Changer le système, pas le climat
La phrase sonne creux, tant elle a été entendue. Pourtant les mots sont justes.
Le capitalisme est, par essence, en opposition radicale avec la pensée écologique. Comment croire qu’un modèle basé sur la productivité et le profit pourrait intégrer dans sa réflexion une préoccupation sincère pour la planète ? Tout juste les capitalistes peuvent-ils imaginer gérer consciemment des ressources naturelles pour ne pas perdre la source de leur production.
Protéger la nature en cherchant à l’exploiter toujours plus rentablement est une équation insolvable. Le «capitalisme vert», brandi par les libéraux en quête de bonne conscience, n’est qu’un leurre, un concept artificiel comme le monde du marketing-roi sait nous les pondre régulièrement.

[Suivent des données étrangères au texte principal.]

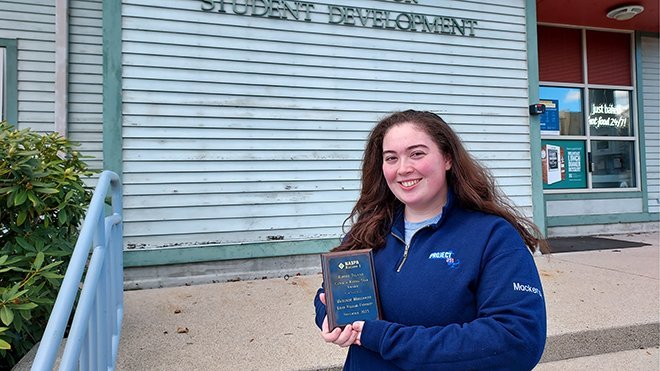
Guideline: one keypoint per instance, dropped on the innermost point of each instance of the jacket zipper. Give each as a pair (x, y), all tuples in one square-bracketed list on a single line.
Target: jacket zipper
[(405, 256), (406, 248)]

La seule voie sérieuse pour un modèle écologique est une modification réelle du système.
Bien sûr, les consommateurs peuvent jouer un rôle en préférant des productions respectueuses de l’environnement, en favorisant les circuits courts et en refusant de céder aux sirènes toujours plus ciblées de la surconsommation. Pas si simple cependant, surtout lorsque la réalité du coût de la vie rattrape certaines bonnes intentions…

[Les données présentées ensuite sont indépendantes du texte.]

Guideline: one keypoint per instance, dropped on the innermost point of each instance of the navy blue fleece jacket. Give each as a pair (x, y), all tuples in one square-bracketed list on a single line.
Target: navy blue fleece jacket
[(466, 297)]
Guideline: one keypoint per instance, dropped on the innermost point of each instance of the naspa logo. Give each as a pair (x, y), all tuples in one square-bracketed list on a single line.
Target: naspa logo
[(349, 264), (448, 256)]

La pensée dominante tente d’imposer aux citoyens une culpabilité malsaine, en faisant reposer la responsabilité du désastre environnemental sur leurs épaules. À l’heure d’un monde ouvert, où la mondialisation a démultiplié les transports et facilité les échanges commerciaux, cela n’a aucun sens. Le changement ne peut pas venir de la consommation. Il faut avant tout changer les méthodes de production, condition inévitable d’un monde plus respectueux de l’environnement. L’utilisation des ressources naturelles de façon excessive et abusive doit cesser. Il faut inscrire la règle verte dans la constitution, et la porter dans le débat européen et international, jusqu’à la faire accepter comme universelle : nous ne devons pas prendre à la nature plus qu’elle n’est capable de nous donner. Voilà l’idée simple qui pourrait donner la ligne à suivre pour une politique écologique honnête, dépassant enfin le discours pour passer aux actes.

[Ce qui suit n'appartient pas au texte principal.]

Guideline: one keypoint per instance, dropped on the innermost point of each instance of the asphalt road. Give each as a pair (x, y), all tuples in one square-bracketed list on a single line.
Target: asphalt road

Le monde du libre-échange, des matières premières et des marchandises faisant plusieurs fois le tour de la planète pour répondre aux exigences de productivité et de rentabilité doit cesser. Des critères écologiques et environnementaux doivent être adoptés dans les différentes étapes de production, d’échange et de consommation, et des sanctions doivent être prises à l’encontre de ceux qui ne les respecteraient pas. C’est une question d’intérêt général, car la question écologique concerne chaque citoyen sur la planète.
Alors que l’Europe entre en déficit écologique un peu plus tôt chaque année, une observation s’impose : il faut changer le système, pas le climat.